Jocelyne’s mother didn’t hear. She just said, as she was going out, ‘Life goes on.’ She knocked the telephone table on her way out, and Raymond got up and picked the telephone book off the floor with a grunt. Adults always have to grunt when they bend down, I thought.
‘Raymond,’ said my mother, leaning forward, ‘I really didn’t mean to imply …’
Raymond sat down and waved his hand about, making the pipe smoke shake.
‘Don’t apologise. Geneviève always sees the worst in people. Her family has had three generals in it, you know.’
‘The worst in people?’
We sat there, not moving or saying anything. The only thing moving, in fact, was Raymond’s smoke. My mother’s lower lip started trembling.
‘I just thought … I didn’t … I just thought …’
She put down her glass. Her nostrils and eyes were shiny. She took out a handkerchief from her sleeve and blew her nose and wiped her eyes, shuddering a bit. Raymond watched her as if he was watching television, stroking his pipe-stem on his lip. I couldn’t work out why she had started crying. I sipped my grenadine, letting the ice burn my upper lip.
‘I just thought,’ my mother repeated, her voice all liquidy. ‘Oh dear oh dear. All so humiliating. You’ve no idea … what it’s like …’
Jocelyne’s mother had come back in, Raymond turning around on his chair as if to say hello. She took no notice of my mother.

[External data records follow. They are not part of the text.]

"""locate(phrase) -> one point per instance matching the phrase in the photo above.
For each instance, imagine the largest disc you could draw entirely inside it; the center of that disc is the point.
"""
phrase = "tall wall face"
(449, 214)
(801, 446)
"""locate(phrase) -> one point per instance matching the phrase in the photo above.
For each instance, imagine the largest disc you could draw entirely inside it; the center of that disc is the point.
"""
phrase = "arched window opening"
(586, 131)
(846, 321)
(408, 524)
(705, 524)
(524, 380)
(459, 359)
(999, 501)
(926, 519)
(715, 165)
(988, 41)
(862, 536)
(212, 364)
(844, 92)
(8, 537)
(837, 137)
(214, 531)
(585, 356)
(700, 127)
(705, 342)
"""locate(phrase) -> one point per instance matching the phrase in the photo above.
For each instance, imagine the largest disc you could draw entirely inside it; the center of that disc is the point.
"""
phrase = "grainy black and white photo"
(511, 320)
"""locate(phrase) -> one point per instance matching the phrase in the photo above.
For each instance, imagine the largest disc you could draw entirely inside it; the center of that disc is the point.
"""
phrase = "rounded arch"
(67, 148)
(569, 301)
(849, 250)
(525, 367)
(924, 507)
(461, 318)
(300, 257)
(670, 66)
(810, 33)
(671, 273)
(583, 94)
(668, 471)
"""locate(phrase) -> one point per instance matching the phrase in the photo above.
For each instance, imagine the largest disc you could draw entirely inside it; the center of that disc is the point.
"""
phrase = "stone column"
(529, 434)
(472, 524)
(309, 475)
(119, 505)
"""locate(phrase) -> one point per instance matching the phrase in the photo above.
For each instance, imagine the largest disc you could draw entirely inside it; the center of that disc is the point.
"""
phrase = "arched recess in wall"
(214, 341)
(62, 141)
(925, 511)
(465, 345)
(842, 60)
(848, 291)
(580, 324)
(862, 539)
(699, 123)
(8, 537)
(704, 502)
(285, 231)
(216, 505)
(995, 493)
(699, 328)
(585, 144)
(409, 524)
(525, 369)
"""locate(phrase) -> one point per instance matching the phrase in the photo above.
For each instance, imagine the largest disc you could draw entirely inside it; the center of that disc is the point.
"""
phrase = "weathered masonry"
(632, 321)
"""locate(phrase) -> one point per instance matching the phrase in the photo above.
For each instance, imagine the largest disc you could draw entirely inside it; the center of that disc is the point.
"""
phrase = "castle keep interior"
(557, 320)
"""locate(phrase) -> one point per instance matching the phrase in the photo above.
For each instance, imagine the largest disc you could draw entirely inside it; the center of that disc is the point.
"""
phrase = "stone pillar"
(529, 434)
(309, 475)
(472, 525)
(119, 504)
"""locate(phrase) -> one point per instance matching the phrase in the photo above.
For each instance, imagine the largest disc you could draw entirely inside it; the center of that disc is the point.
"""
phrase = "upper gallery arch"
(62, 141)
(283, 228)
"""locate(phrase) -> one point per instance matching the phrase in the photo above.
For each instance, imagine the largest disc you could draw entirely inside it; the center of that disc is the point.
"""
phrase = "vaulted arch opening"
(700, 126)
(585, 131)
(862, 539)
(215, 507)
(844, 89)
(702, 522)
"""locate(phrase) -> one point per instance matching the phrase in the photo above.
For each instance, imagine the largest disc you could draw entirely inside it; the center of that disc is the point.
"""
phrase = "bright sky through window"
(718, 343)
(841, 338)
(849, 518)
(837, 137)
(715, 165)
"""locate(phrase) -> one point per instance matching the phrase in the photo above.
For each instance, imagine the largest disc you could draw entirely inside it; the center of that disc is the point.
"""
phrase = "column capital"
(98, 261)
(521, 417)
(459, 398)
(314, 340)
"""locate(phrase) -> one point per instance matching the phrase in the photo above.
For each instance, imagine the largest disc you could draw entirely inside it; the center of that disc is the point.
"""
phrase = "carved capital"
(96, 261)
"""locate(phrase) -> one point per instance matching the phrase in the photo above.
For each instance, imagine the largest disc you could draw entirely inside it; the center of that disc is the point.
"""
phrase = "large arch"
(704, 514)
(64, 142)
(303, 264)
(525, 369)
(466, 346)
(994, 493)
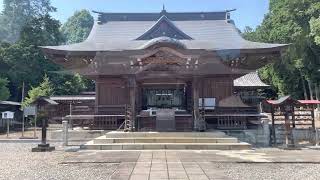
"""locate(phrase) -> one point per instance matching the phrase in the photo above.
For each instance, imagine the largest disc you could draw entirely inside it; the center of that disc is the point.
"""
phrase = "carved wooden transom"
(164, 27)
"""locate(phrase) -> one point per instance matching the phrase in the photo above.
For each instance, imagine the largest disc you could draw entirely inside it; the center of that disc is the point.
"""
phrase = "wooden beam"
(195, 86)
(274, 141)
(132, 93)
(313, 118)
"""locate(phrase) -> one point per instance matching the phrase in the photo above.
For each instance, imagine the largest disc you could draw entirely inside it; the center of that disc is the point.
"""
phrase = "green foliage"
(41, 31)
(16, 13)
(288, 22)
(70, 85)
(315, 29)
(78, 27)
(44, 89)
(4, 91)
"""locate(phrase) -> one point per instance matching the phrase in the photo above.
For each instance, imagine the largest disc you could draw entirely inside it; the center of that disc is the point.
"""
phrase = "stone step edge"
(169, 138)
(165, 140)
(173, 146)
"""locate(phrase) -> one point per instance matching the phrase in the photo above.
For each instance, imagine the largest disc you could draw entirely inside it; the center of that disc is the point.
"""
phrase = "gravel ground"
(266, 171)
(17, 162)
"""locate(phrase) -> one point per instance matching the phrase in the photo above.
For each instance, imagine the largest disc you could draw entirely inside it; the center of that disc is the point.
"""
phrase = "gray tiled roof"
(209, 34)
(11, 103)
(249, 80)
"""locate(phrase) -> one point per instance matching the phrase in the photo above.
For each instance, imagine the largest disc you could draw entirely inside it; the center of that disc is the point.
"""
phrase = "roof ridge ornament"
(164, 27)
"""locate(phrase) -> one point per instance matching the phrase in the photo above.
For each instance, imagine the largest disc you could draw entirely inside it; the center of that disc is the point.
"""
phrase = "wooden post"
(293, 118)
(195, 87)
(313, 118)
(132, 93)
(273, 126)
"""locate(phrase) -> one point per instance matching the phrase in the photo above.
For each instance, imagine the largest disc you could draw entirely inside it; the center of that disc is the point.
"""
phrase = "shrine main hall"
(167, 71)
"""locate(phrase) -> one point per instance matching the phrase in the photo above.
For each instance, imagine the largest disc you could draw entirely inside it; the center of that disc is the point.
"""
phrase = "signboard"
(209, 103)
(29, 111)
(7, 115)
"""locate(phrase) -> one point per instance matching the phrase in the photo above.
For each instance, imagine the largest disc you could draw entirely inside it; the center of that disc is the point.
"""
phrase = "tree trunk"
(304, 87)
(310, 89)
(317, 94)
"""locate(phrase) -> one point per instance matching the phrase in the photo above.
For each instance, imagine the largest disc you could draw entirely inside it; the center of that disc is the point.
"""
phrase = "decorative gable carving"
(162, 57)
(164, 27)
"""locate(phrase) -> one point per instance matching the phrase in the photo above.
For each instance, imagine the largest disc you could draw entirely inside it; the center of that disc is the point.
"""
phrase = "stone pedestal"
(43, 148)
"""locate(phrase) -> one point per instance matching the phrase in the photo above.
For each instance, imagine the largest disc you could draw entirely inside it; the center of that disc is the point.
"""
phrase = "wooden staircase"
(165, 140)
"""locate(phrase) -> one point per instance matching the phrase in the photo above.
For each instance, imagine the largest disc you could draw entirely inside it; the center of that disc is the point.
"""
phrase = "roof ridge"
(152, 32)
(104, 17)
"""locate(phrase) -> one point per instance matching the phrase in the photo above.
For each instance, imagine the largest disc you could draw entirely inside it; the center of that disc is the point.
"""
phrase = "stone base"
(289, 147)
(43, 148)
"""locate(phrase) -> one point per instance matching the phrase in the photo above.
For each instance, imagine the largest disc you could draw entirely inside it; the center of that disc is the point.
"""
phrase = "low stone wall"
(77, 135)
(257, 137)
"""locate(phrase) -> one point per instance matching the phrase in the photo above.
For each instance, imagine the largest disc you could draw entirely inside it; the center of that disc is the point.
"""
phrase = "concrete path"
(199, 165)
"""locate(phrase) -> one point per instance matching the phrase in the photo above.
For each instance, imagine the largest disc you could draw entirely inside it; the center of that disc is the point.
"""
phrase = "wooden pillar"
(195, 87)
(274, 141)
(132, 93)
(293, 118)
(312, 117)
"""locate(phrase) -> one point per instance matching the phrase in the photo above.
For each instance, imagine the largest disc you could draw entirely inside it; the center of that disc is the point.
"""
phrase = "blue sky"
(248, 13)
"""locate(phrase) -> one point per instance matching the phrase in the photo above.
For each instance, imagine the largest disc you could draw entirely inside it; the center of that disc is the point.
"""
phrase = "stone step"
(168, 146)
(104, 140)
(119, 134)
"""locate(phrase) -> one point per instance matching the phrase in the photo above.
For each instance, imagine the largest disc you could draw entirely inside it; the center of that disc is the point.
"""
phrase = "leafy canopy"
(288, 22)
(4, 91)
(44, 89)
(78, 27)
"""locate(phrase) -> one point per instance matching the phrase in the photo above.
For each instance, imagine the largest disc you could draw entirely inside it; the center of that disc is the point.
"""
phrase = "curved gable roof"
(209, 31)
(164, 27)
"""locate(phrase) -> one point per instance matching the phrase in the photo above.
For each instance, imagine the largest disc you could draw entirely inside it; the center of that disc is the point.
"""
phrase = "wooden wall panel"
(112, 91)
(217, 87)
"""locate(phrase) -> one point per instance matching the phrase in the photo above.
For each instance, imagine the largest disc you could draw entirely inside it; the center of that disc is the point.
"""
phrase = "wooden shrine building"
(166, 71)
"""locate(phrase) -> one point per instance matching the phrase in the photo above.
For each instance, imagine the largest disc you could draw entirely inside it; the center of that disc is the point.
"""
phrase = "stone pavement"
(18, 162)
(199, 165)
(166, 165)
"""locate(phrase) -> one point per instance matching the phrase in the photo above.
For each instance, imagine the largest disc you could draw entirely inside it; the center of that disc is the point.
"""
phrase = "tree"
(78, 27)
(16, 13)
(4, 91)
(41, 31)
(315, 29)
(288, 22)
(70, 85)
(44, 89)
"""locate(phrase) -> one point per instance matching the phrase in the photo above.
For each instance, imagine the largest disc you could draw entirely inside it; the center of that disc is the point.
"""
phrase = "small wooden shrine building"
(166, 71)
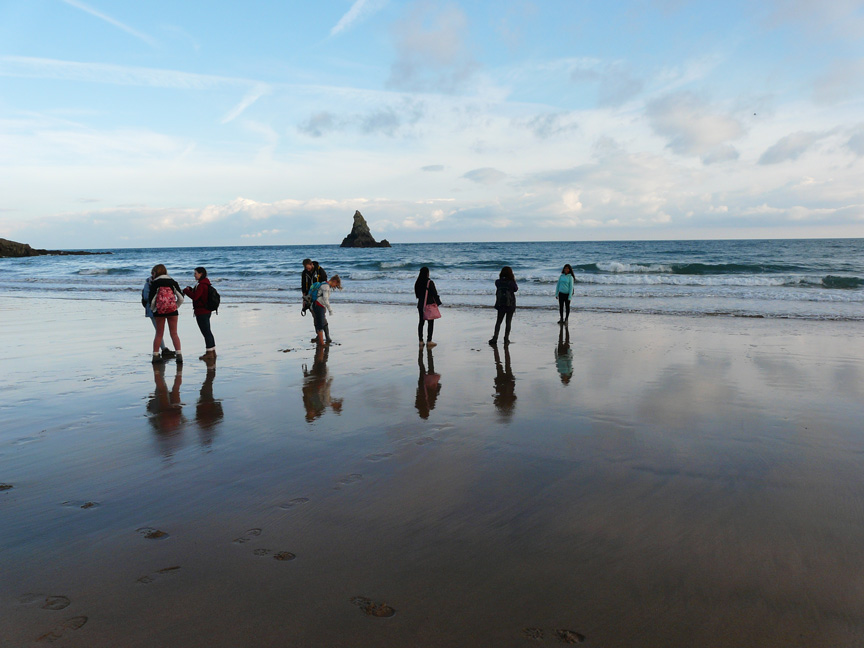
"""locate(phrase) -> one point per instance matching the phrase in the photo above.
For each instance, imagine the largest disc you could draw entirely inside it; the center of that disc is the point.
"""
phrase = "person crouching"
(321, 306)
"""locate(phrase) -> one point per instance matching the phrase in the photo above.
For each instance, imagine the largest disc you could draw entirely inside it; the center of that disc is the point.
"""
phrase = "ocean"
(809, 279)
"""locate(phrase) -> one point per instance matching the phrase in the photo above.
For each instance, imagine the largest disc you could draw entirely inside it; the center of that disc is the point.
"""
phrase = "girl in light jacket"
(565, 288)
(322, 304)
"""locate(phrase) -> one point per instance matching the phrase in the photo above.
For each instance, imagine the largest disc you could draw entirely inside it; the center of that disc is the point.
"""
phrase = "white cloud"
(251, 97)
(432, 51)
(692, 127)
(486, 176)
(359, 10)
(790, 147)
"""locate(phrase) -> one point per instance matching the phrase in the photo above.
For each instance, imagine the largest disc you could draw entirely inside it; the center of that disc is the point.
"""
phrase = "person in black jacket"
(424, 290)
(312, 273)
(164, 306)
(505, 302)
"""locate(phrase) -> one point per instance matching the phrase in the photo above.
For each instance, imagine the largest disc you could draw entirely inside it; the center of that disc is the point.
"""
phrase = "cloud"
(692, 127)
(251, 97)
(615, 84)
(93, 12)
(318, 124)
(856, 142)
(551, 124)
(359, 10)
(487, 176)
(790, 147)
(431, 48)
(843, 81)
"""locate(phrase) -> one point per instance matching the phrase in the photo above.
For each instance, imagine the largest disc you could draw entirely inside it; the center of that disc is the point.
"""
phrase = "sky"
(141, 124)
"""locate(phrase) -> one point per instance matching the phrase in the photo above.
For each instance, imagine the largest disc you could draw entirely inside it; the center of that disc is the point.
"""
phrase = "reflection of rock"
(360, 235)
(12, 249)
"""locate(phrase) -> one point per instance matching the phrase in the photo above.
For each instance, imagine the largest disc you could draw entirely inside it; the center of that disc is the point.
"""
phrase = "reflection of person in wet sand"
(428, 385)
(505, 384)
(316, 387)
(564, 355)
(208, 410)
(164, 409)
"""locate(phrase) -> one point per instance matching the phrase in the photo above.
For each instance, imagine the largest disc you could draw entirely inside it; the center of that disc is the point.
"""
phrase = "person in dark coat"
(426, 293)
(505, 302)
(200, 296)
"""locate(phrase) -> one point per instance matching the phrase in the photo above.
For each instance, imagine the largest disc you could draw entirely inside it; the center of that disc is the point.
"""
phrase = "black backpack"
(213, 299)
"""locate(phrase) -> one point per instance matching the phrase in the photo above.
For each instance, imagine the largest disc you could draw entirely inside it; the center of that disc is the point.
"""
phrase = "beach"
(652, 481)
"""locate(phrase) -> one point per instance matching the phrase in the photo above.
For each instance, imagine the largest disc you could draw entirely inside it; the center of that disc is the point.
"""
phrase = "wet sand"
(657, 482)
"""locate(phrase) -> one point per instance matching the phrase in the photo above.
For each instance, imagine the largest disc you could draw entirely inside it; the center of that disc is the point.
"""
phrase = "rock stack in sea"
(360, 235)
(14, 249)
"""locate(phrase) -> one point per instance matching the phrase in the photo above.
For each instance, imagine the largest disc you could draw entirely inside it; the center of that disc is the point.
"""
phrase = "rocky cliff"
(360, 235)
(13, 249)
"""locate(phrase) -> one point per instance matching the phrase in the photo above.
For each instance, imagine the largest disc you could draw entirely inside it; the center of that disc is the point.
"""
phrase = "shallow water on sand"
(655, 481)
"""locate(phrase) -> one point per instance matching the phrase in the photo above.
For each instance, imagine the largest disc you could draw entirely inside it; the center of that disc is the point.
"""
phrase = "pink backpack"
(166, 300)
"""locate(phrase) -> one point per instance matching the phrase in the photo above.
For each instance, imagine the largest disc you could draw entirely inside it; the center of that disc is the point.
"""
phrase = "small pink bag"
(430, 311)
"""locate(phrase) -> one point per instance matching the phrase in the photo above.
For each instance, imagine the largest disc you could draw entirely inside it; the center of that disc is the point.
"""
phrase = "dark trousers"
(501, 315)
(420, 326)
(204, 325)
(563, 301)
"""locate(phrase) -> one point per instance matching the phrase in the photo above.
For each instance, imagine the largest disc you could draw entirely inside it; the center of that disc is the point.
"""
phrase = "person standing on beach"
(321, 303)
(505, 302)
(565, 288)
(165, 298)
(148, 312)
(200, 295)
(426, 293)
(312, 273)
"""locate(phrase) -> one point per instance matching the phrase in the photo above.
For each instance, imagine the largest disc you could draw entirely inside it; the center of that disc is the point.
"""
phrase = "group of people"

‘Five minutes. Priscillia was busy frying the parsley. Perhaps that’s what they do in – oh, wherever she comes from. A tiny country. Don’t they eat dogs? These tiny countries are so irritating. Raymond doesn’t see why we should have countries at all.’ She stroked his hair, as if he was a cat, and he smiled. ‘Now, Gilles,’ she went on, clapping her hands, ‘you’re intelligent. What tiny country in – wherever, Asia it must be – has its principal river with the same name?’
‘I can’t think,’ I said.
‘Oh dear,’ said Maman, blowing her nose. ‘Don’t mind me.’
Jocelyne’s mother went over to the window and closed the long goldeny curtains. The frilly clock chimed for no reason.
‘Gilles very much wanted to come,’ my mother went on – her voice too high. ‘For ages. He got a book out of the library. All about ballet. He was very excited.’
She was holding my knee.
‘I wasn’t that excited,’ I said, jerking my knee away.
‘With respect to the show,’ said Jocelyne’s mother, drawing the curtains on the other long window, ‘he might have been a little let down.’
I shook my head and had started to add words when my mother interrupted.
‘In case you were thinking I came along just for the other thing,’ she said. ‘He was very excited. This book out of the library and so on. We were so pleased when we knew it was all to do with Jocelyne, inviting him. Very nice of her to invite him. So relieved.’
‘Relieved?’ said Jocelyne’s mother, coming back. She sat on the arm of Raymond’s chair.
‘Never mind. I’ll shut up now,’ my mother said. ‘I’ve had my bit.’
There was a silence for a few moments, as if they were waiting for my mother to say more, even though she said she would shut up. The frilly clock ticked on the marble mantelpiece. The woman with the bright yellow slip stared at me, a bit cross-eyed. The very thin dog pointed its nose.
‘Jossi did need a lot of persuading, I’m afraid,’ sighed Jocelyne’s mother. ‘Didn’t she, darling? About the invite. We had something of a screaming match about it.’
‘Mutual intimidation,’ murmured Raymond.